Letztendlich stellt sich natürlich vor allem die Frage, ob Jon Snow wirklich und endgültig tot ist. Einerseits haben sowohl die Serienschöpfer als auch Kit Harrington behauptet, Jon sei tatsächlich tot, und Harringtons Vertrag wurde wohl auch nicht für die sechste Staffel verlängert. Andererseits gibt es fast zu viele Möglichkeiten.
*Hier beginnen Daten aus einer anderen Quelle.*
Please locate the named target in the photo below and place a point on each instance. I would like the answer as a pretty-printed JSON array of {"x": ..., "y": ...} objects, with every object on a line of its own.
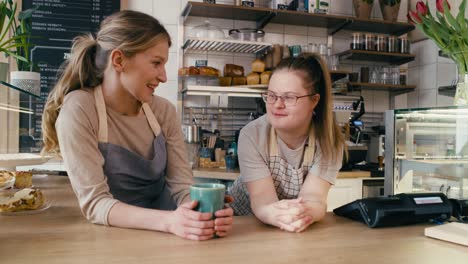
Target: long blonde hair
[
  {"x": 129, "y": 31},
  {"x": 316, "y": 79}
]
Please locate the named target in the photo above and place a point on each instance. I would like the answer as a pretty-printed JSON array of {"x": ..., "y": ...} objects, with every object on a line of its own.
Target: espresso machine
[{"x": 348, "y": 111}]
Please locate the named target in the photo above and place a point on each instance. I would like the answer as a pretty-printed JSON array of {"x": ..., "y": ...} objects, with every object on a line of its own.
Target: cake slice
[
  {"x": 23, "y": 179},
  {"x": 25, "y": 199}
]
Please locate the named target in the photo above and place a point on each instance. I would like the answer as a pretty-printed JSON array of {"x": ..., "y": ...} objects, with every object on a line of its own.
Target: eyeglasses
[{"x": 288, "y": 99}]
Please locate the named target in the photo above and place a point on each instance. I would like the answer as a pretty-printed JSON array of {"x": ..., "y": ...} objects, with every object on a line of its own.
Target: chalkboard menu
[{"x": 56, "y": 23}]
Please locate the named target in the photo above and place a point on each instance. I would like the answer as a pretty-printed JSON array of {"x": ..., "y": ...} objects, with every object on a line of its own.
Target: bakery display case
[{"x": 427, "y": 151}]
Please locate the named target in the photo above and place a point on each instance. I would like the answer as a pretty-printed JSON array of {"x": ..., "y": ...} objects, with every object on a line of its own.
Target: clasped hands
[{"x": 293, "y": 215}]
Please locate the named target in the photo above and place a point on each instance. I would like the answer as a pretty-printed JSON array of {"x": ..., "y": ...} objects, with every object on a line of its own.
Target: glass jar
[
  {"x": 369, "y": 42},
  {"x": 393, "y": 44},
  {"x": 381, "y": 43},
  {"x": 404, "y": 45},
  {"x": 357, "y": 41}
]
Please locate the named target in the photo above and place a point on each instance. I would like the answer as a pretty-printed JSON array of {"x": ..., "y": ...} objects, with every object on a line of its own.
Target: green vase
[{"x": 4, "y": 67}]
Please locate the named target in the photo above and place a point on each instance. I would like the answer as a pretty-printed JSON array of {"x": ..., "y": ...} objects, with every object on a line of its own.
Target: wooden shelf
[
  {"x": 36, "y": 96},
  {"x": 379, "y": 26},
  {"x": 337, "y": 75},
  {"x": 447, "y": 90},
  {"x": 387, "y": 57},
  {"x": 308, "y": 19},
  {"x": 230, "y": 91},
  {"x": 225, "y": 11},
  {"x": 263, "y": 16},
  {"x": 382, "y": 87}
]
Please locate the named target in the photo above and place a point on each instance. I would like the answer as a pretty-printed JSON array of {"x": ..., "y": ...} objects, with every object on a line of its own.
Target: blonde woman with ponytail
[
  {"x": 290, "y": 157},
  {"x": 123, "y": 152}
]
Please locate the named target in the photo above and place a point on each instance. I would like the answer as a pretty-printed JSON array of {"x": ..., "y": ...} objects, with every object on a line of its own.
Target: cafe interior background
[{"x": 204, "y": 111}]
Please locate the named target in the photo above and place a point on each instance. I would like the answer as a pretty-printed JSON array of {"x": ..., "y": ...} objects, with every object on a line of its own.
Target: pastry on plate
[
  {"x": 24, "y": 199},
  {"x": 7, "y": 179},
  {"x": 23, "y": 179}
]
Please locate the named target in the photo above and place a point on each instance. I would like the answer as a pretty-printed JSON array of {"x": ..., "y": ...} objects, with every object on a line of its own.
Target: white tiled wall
[
  {"x": 429, "y": 72},
  {"x": 168, "y": 12}
]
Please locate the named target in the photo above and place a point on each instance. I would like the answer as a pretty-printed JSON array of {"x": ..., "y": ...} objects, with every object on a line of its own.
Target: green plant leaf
[
  {"x": 461, "y": 15},
  {"x": 450, "y": 19}
]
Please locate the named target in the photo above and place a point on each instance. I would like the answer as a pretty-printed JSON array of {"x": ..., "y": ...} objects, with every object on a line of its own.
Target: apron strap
[
  {"x": 102, "y": 116},
  {"x": 153, "y": 122}
]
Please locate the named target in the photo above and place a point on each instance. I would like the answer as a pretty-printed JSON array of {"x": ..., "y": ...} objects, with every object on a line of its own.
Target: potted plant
[
  {"x": 15, "y": 42},
  {"x": 27, "y": 77},
  {"x": 7, "y": 11},
  {"x": 449, "y": 33},
  {"x": 363, "y": 8},
  {"x": 390, "y": 9}
]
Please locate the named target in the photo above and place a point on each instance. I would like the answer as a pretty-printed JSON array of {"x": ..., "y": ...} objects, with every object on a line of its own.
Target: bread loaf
[
  {"x": 187, "y": 71},
  {"x": 208, "y": 71},
  {"x": 253, "y": 78},
  {"x": 265, "y": 77},
  {"x": 225, "y": 81},
  {"x": 233, "y": 70},
  {"x": 258, "y": 66},
  {"x": 24, "y": 199},
  {"x": 239, "y": 81}
]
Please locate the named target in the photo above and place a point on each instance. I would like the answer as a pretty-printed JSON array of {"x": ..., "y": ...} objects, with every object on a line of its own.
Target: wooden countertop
[
  {"x": 222, "y": 174},
  {"x": 61, "y": 235}
]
Jon könnte in Ghost weiterleben, und zu allem Überfluss ist auch noch Melisandre anwesend, denn noch in dieser Folge kehrt sie zur Mauer zurück und ist damit wieder am selben Ort wie am Ende von „A Dance with Dragons“. Dass Kit Harringtons Vertrag nicht verlängert wurde, könnte ganz einfach auch bedeuten, dass Jon quasi eine Staffel Pause macht, ähnlich wie Bran, und dann in der siebten zurückkehrt, um den Norden zu beanspruchen, denn seine Schwüre der Nachtwache gegenüber Enden mit dem Tod. Zumindest in den Romanen könnte das noch geschehen, denn auch George R. R. Martin wurde gefragt und antwortete, man solle sich bezüglich Jons Tod nicht allzu sicher fühlen.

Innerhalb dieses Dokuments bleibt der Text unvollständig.